Duplicate content has long been an issue for search engines and marketers alike. Search engines want to avoid cluttering results with copies of the same text while marketers and website owners often need (or create, whether or not they need them) several copies of the same text with different URLs on their sites for usability or other purposes.
The new tag allows webmasters to specify what URL the search engines should use for the content, regardless of what session id, link parameter, sort parameter, parameter order or other variable has been appended to the end of the URL in a link. The new tag goes in the <head> section of a page:
<link rel="canonical" href="http://www.example.com/product.php?item=swedish-fish" />
Google’s and Yahoo’s blog entries address some common questions as well. rel="canonical" (the Canonical Link Tag) is a “a hint that we honor strongly” according to Google, who vouches to “take your preference into account, in conjunction with other signals, when calculating the most relevant page to display in search results.”

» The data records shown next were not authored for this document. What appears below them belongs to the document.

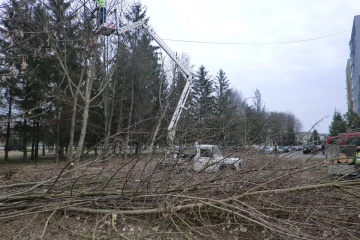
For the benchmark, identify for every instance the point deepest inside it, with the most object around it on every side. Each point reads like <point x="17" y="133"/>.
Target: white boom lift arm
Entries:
<point x="184" y="71"/>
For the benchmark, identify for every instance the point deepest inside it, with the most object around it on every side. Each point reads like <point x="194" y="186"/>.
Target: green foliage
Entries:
<point x="338" y="124"/>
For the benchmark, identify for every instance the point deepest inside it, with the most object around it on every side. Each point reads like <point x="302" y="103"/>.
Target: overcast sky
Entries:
<point x="293" y="51"/>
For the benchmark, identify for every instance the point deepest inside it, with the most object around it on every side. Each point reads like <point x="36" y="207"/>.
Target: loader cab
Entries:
<point x="106" y="29"/>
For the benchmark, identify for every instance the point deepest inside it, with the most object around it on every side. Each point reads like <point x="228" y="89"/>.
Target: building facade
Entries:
<point x="354" y="47"/>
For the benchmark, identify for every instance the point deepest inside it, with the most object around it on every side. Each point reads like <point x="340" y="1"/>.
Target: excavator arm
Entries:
<point x="184" y="71"/>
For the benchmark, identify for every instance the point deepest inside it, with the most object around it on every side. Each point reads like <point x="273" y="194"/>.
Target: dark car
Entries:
<point x="309" y="148"/>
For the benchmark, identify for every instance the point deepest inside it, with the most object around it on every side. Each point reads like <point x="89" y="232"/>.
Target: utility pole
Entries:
<point x="245" y="137"/>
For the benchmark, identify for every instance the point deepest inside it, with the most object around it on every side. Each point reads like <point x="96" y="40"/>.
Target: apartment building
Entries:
<point x="354" y="67"/>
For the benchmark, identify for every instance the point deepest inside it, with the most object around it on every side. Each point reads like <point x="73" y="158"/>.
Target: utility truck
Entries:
<point x="206" y="157"/>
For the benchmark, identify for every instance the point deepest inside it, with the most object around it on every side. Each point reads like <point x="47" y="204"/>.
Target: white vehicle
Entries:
<point x="212" y="162"/>
<point x="209" y="158"/>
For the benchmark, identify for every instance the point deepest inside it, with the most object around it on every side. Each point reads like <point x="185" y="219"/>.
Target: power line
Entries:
<point x="256" y="43"/>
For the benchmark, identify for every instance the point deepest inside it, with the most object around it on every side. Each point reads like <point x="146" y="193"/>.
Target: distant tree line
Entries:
<point x="64" y="86"/>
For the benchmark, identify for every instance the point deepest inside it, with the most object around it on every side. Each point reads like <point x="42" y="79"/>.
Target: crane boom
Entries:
<point x="184" y="71"/>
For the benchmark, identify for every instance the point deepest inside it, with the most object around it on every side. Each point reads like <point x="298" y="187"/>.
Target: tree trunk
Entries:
<point x="25" y="141"/>
<point x="87" y="101"/>
<point x="73" y="120"/>
<point x="128" y="127"/>
<point x="8" y="130"/>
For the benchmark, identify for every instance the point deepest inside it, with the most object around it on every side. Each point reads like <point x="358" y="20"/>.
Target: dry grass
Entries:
<point x="110" y="198"/>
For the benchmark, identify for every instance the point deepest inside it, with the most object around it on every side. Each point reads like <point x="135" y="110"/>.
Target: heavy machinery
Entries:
<point x="206" y="157"/>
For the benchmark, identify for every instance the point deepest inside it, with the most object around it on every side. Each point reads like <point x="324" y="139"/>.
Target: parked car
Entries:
<point x="310" y="148"/>
<point x="267" y="149"/>
<point x="283" y="149"/>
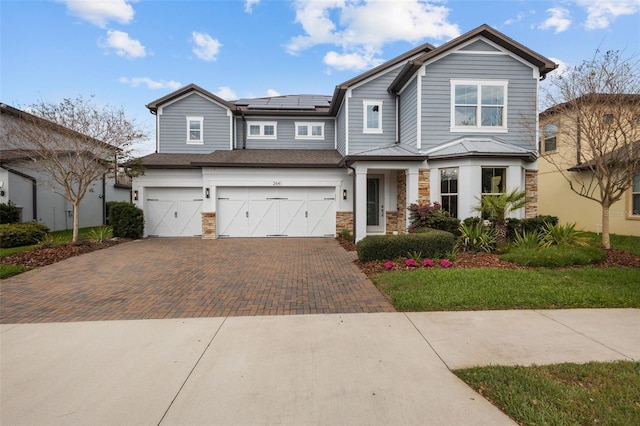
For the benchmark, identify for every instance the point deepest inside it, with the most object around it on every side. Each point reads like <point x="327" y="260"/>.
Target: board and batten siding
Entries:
<point x="409" y="114"/>
<point x="285" y="132"/>
<point x="521" y="97"/>
<point x="173" y="126"/>
<point x="374" y="90"/>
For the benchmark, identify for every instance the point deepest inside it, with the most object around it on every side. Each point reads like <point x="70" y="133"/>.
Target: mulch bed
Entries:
<point x="43" y="256"/>
<point x="488" y="260"/>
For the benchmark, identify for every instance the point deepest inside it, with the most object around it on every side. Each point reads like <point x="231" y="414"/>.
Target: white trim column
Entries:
<point x="411" y="188"/>
<point x="360" y="215"/>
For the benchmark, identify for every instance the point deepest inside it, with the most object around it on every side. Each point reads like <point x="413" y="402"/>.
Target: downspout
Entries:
<point x="34" y="192"/>
<point x="353" y="200"/>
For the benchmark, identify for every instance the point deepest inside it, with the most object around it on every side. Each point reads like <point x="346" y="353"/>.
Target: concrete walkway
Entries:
<point x="376" y="368"/>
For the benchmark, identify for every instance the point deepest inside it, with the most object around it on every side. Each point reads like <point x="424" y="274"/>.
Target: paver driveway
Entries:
<point x="189" y="277"/>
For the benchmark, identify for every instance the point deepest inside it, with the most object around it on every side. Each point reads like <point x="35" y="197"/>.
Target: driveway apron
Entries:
<point x="189" y="277"/>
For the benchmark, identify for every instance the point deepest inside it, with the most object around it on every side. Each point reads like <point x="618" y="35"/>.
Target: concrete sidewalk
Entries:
<point x="378" y="368"/>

The Canonical Link Tag can work with relative URLs and <base> links, but both teams recommend using absolute URLs in the Canonical Link Tag. Different subdomains for a canonical URL vs a display URL are okay; however, the tag cannot be used to specify a URL on a different domain as the canonical URL of a page. Instead, they recommend the standby 301 redirect solution
The URL specified in the rel=”canonical” tag can be a redirect to a canonical URL, but they don’t recommend specifying a 404 page as a canonical URL. The tag allows slight differences in content (Google gives the example of sort order on a table of products).
As a “strong hint,” the big three don’t promise to always use the canonical URL. In fact, Google says:
Our algorithm is lenient: We can follow canonical chains, but we strongly recommend that you update links to point to a single canonical page to ensure optimal canonicalization results.
So despite this effort, a lot of links to a noncanonical URL can still influence what URL the search engines use—or can undermine your link equity.
Google cites a live example at http://starwars.wikia.com/wiki/Nelvana_Limited, which specifies its rel=”canonical” as http://starwars.wikia.com/wiki/Nelvana. Wikipedia has long had a problem with noncanonical URLs, so seeing Wikia’s participation is a sign that they’ll work to resolve this issue on the encyclopedia, too.
Duplicate content has been a major concern for years. Will you be implementing this tag on your sites?